Clients often ask for this, some marketing materials claim to offer it, but can it be done? It depends on what you want to predict.
Can you predict an individual OSA event: the theft of a certain product at an exact time in a specfic store? The loss of a shelf-tag, a store associate (or customer) blocking a replenishment spot, the misplacement and subsequent loss of product in the back room?
This is an emphatic, categorical "no, absolutely not, no way, never". Think about it. Do I really need to explain?
Can you predict when a store is going to run out of stock?
You bet! We need a number of facts on inventory, orders and need to generate a store level forecast for demand by product, but this is (relatively) basic blocking and tackling work. 100% "yes" this can be done. From an OSA standpoint though it's only responsible for about 25% of the overall problem and you can't do it very far into the future.
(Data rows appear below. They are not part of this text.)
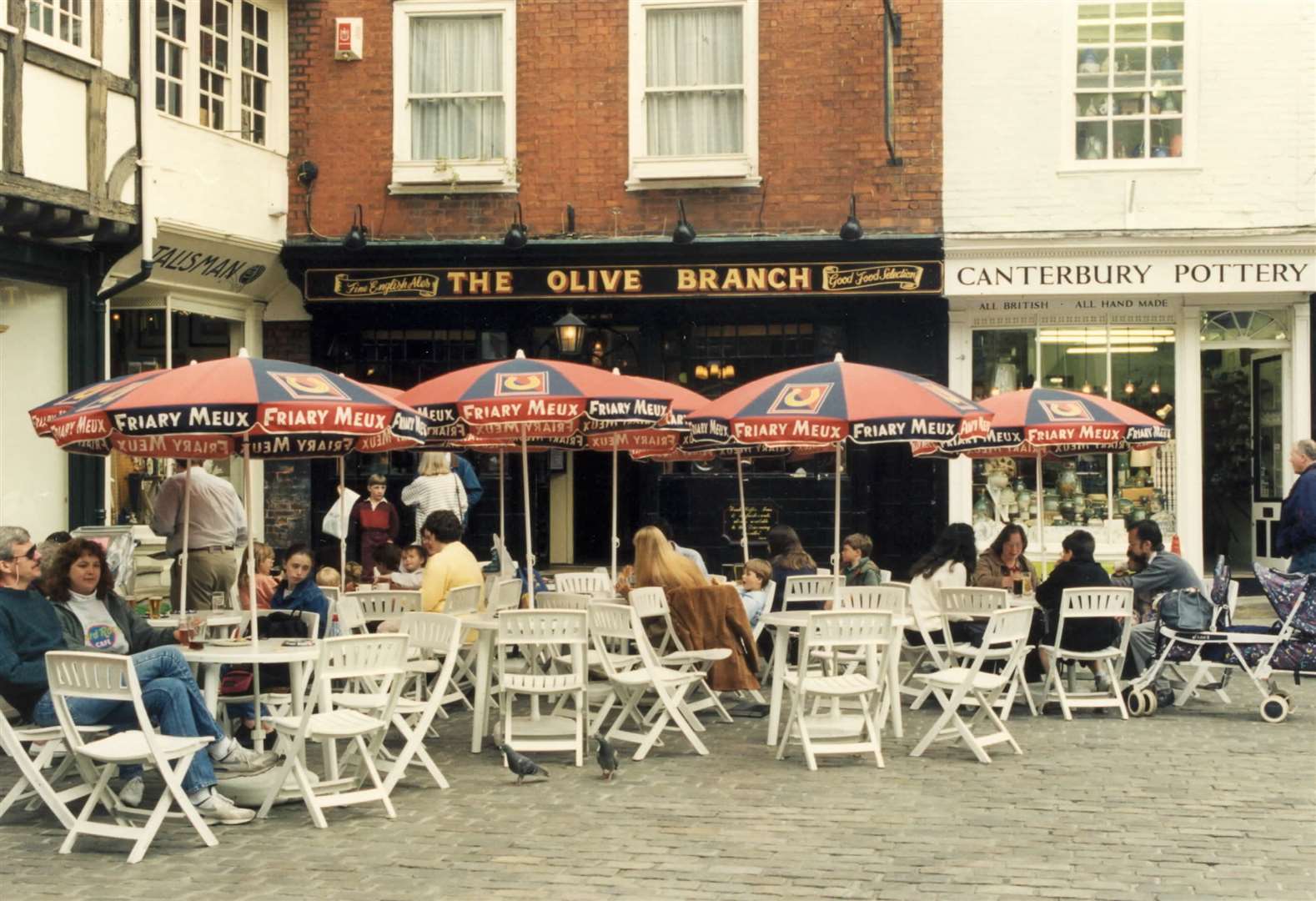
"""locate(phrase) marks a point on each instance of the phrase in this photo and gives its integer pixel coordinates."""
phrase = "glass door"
(1268, 460)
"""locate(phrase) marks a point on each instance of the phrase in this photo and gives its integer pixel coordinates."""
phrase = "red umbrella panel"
(535, 398)
(1053, 422)
(45, 415)
(828, 403)
(208, 410)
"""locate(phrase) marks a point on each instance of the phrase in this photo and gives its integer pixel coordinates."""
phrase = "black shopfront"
(711, 315)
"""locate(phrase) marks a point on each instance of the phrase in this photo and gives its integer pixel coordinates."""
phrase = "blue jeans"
(171, 700)
(1303, 560)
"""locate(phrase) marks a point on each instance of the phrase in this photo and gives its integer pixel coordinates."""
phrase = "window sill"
(1128, 166)
(458, 188)
(56, 45)
(689, 184)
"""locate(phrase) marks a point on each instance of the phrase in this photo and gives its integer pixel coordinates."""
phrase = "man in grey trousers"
(1153, 571)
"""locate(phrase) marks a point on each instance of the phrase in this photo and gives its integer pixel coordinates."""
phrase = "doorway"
(1243, 361)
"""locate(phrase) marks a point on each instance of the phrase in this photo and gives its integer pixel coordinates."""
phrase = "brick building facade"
(599, 193)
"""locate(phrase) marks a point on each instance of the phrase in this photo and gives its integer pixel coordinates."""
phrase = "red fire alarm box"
(348, 38)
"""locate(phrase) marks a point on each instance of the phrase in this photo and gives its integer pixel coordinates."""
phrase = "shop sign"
(1161, 274)
(646, 281)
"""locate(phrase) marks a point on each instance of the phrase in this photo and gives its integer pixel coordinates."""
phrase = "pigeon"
(520, 764)
(607, 758)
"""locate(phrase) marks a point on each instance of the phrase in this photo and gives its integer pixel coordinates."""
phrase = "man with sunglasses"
(29, 627)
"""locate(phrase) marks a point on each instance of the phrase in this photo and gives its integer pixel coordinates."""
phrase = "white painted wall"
(54, 152)
(33, 369)
(1008, 140)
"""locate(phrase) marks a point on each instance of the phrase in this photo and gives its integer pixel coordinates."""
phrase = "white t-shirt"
(100, 632)
(922, 593)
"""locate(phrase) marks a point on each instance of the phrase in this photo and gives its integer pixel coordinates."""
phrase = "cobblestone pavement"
(1202, 803)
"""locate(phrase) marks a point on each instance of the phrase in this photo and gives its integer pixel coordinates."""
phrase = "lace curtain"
(460, 58)
(685, 50)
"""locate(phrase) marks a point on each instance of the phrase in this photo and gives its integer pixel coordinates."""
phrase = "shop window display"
(1133, 365)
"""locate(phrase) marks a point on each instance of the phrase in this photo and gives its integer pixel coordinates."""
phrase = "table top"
(269, 651)
(799, 618)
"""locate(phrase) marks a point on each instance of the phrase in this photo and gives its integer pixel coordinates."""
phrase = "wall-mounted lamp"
(516, 236)
(685, 232)
(570, 331)
(359, 234)
(851, 229)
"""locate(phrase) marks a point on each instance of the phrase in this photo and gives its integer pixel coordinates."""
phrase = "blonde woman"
(436, 488)
(657, 566)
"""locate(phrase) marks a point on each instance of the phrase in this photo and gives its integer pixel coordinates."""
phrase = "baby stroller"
(1261, 652)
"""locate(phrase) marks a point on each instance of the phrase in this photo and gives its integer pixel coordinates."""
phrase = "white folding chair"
(505, 594)
(566, 634)
(867, 632)
(386, 605)
(811, 591)
(111, 677)
(377, 659)
(651, 603)
(979, 603)
(34, 748)
(612, 623)
(1077, 607)
(596, 585)
(957, 685)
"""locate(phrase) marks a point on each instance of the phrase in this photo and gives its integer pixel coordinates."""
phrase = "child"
(264, 582)
(296, 591)
(375, 521)
(753, 589)
(856, 564)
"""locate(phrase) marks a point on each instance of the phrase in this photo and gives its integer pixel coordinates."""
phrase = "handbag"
(1188, 610)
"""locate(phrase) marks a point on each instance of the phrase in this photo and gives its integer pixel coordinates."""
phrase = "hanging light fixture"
(516, 234)
(685, 232)
(359, 234)
(851, 229)
(570, 330)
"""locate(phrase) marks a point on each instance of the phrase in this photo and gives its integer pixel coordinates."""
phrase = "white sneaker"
(131, 794)
(241, 762)
(218, 809)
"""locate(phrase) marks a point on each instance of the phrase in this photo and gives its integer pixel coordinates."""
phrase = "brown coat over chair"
(714, 617)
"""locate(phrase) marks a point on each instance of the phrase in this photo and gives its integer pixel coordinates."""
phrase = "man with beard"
(1152, 571)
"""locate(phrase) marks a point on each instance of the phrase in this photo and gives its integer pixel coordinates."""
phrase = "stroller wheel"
(1274, 709)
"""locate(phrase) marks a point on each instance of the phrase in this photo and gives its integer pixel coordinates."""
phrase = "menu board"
(758, 519)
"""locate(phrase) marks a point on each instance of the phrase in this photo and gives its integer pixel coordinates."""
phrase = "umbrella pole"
(343, 527)
(525, 500)
(615, 541)
(740, 484)
(836, 528)
(1041, 513)
(502, 500)
(257, 734)
(187, 519)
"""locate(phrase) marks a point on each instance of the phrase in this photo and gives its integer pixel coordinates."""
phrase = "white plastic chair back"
(810, 591)
(892, 597)
(505, 594)
(972, 601)
(350, 619)
(375, 605)
(592, 584)
(561, 601)
(1097, 603)
(462, 600)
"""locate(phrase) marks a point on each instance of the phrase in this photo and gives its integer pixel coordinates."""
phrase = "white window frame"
(277, 91)
(458, 175)
(711, 170)
(1069, 164)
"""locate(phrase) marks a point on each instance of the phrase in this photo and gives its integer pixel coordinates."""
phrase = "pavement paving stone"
(1085, 813)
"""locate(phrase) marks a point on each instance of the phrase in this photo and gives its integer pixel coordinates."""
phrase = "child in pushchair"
(1258, 651)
Can you predict which stores, products and categories are likely to have most problems with maintaining on-shelf availability?
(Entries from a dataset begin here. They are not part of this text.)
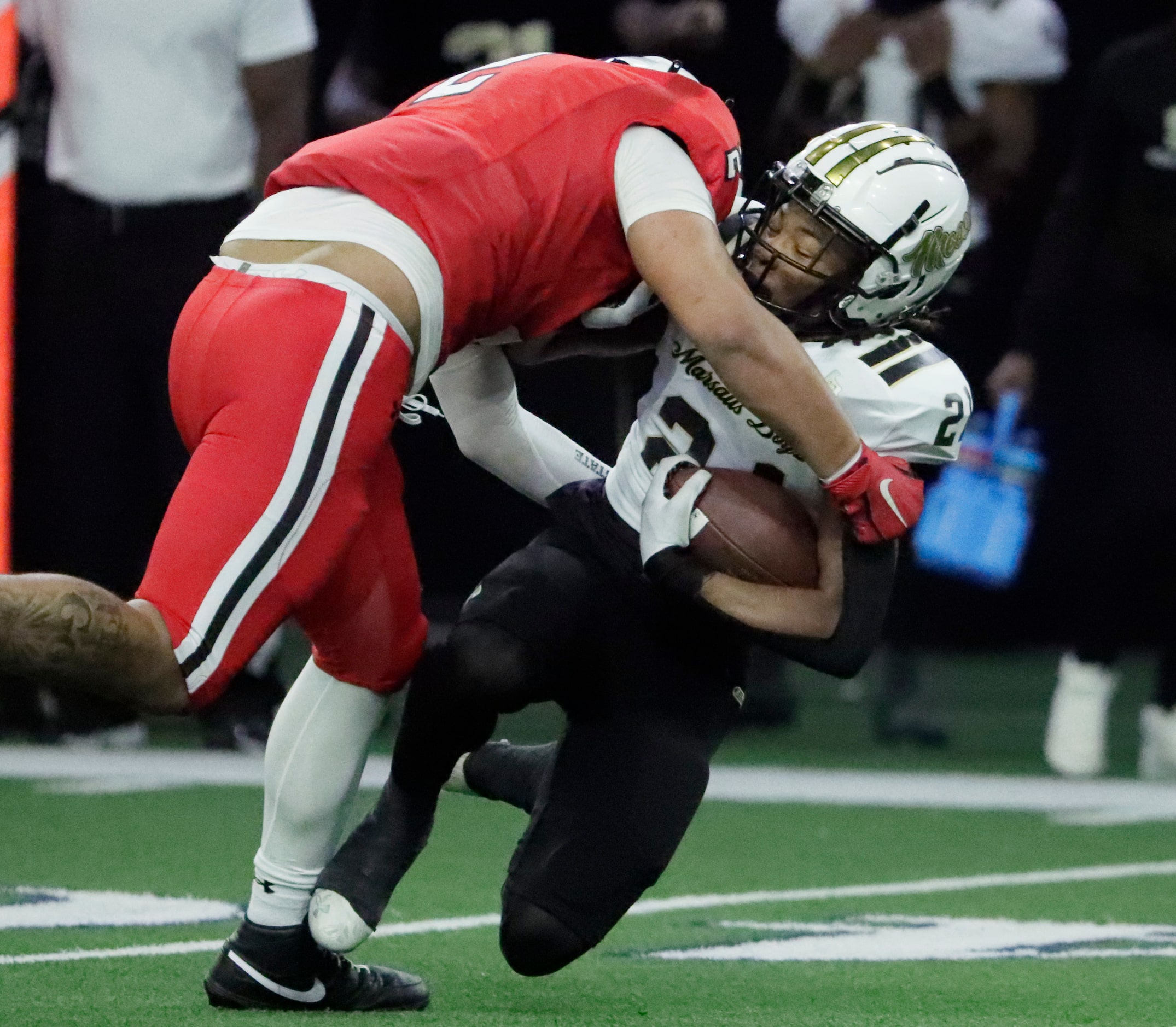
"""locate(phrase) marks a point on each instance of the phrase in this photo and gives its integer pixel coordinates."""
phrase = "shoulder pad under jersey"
(906, 397)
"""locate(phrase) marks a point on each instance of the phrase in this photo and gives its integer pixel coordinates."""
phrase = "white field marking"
(898, 939)
(63, 907)
(450, 924)
(1109, 872)
(72, 954)
(434, 926)
(1108, 802)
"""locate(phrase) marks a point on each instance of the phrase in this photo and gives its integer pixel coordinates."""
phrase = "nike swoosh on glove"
(666, 530)
(880, 495)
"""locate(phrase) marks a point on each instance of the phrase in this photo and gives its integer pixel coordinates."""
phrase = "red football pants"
(285, 392)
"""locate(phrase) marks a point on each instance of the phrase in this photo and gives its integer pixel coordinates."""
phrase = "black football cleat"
(283, 968)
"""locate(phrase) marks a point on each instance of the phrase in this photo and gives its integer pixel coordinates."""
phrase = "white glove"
(669, 524)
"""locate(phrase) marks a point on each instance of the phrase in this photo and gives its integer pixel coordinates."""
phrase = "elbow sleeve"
(869, 579)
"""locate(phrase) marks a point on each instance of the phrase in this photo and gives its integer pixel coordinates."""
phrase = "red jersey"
(506, 173)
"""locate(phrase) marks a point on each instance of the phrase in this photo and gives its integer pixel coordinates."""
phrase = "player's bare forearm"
(684, 260)
(71, 633)
(810, 613)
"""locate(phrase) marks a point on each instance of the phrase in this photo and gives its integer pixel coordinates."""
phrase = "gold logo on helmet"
(935, 248)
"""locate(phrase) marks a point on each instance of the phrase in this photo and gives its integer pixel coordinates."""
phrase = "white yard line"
(1099, 803)
(932, 885)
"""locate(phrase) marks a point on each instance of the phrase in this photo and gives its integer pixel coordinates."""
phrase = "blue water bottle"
(979, 516)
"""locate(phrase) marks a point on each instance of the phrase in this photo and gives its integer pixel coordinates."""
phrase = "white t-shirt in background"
(1004, 42)
(148, 106)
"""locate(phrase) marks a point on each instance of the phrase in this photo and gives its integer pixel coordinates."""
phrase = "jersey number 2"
(954, 404)
(454, 86)
(677, 413)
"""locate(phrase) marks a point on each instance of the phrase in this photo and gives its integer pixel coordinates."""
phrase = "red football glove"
(879, 494)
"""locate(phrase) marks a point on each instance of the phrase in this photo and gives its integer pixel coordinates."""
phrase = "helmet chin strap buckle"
(907, 226)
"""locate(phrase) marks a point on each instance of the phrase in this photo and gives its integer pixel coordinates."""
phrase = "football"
(758, 530)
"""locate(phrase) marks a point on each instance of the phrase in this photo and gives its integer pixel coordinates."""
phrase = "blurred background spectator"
(1110, 236)
(165, 119)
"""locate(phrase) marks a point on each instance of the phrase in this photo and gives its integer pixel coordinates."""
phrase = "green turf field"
(865, 958)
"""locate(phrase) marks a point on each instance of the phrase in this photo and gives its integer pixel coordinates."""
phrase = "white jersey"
(905, 398)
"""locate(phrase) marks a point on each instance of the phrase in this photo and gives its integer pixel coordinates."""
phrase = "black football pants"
(648, 685)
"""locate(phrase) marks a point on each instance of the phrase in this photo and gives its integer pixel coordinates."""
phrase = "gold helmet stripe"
(830, 145)
(840, 171)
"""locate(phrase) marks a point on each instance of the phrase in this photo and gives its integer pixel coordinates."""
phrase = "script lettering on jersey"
(767, 432)
(696, 366)
(592, 464)
(933, 251)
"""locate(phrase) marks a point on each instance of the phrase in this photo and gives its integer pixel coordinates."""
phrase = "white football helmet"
(893, 193)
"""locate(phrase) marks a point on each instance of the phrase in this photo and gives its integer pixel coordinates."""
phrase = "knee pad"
(533, 942)
(487, 663)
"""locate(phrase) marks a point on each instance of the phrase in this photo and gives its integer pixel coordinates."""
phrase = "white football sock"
(1076, 731)
(316, 754)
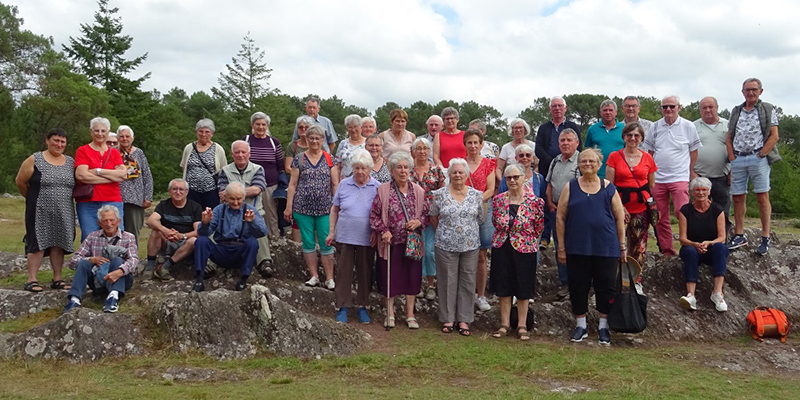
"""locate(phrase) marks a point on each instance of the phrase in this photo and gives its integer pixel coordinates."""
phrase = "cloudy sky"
(503, 53)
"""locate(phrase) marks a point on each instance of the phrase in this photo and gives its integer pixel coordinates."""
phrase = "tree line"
(42, 87)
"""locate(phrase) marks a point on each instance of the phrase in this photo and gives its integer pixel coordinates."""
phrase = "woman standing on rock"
(45, 180)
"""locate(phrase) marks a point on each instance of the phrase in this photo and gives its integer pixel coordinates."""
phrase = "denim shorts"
(749, 167)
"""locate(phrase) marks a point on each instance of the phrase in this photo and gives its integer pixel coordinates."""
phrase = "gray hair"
(234, 187)
(178, 180)
(235, 142)
(205, 123)
(106, 208)
(748, 80)
(608, 102)
(516, 121)
(399, 156)
(361, 157)
(100, 120)
(568, 131)
(353, 119)
(700, 182)
(449, 111)
(259, 115)
(125, 128)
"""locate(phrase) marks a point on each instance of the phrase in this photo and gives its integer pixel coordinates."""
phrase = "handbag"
(414, 246)
(628, 308)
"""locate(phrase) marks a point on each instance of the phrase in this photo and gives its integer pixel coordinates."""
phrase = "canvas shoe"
(689, 302)
(719, 302)
(763, 248)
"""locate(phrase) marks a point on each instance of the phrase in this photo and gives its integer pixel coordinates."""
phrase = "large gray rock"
(81, 335)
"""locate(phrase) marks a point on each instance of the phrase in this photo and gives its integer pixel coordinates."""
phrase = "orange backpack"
(768, 322)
90% "yes". There is data to suggest that OSA is routinely different across categories implying there are structural reasons for this. Similarly some stores routinely out-perform others. It should be possible to build a predictive model using product, store and planogram attributes (drivers) to explain this variation in long term performance.
It's not the prediction itself we are interested in, the model quantifies the contribution of the various drivers of OSA and that is what is valuable. Once we know what drives OSA (and by how much) we can work to change those inputs we can control. This is how you make a step-change in OSA performance.
So why haven't we done this already? Ideally it should be run against OSA measures from physical audits which are not widely available, and the ones I have seen are heavily biased in one form or another. It could be run against off-shelf alerting system results which captures about 25% of the OSA problem but there are issues with both data volume and security to get a broad spectrum of products and stores into one analysis. These can, I think, be overcome - watch this space.
Can you detect off-shelf events where there are persistent problems stocking the shelf, but before sales drop completely to zero?
Yes we could! Analytically it’s not that much more difficult than checking for a gap against 0 sales. (Although it's a little more challenging in terms of software implementation at scale.)
If we estimate that average sales over a period should have been 8.3 but actual sales were only 3 is that unusual? A little stats can help: if we assume a Poisson distribution for demand it turns out that the probability of selling 3 or less, given expected demand of 8.3 is 3.5%. So, it’s unusual, but as this could happen by pure chance roughly 1 in 30 times, it’s probably not exceptional enough to call out an “off shelf” alert. Actually, you won't call an alert at a 1% signifcance level until the expected demand exceeds 10. Bear in mind that 10 units of sales per store is either a very fast-moving product or a very long evaluation period: the majority of grocery products sell less than 1 unit per store per week.
This approach is really only relevant then for very fast-moving products. You may also want to consider how you physically check for such an issue in store. Chances are that the product is on the shelf much of the time. How are you going to find the problem?
This post is the tenth in a series on On-Shelf Availability.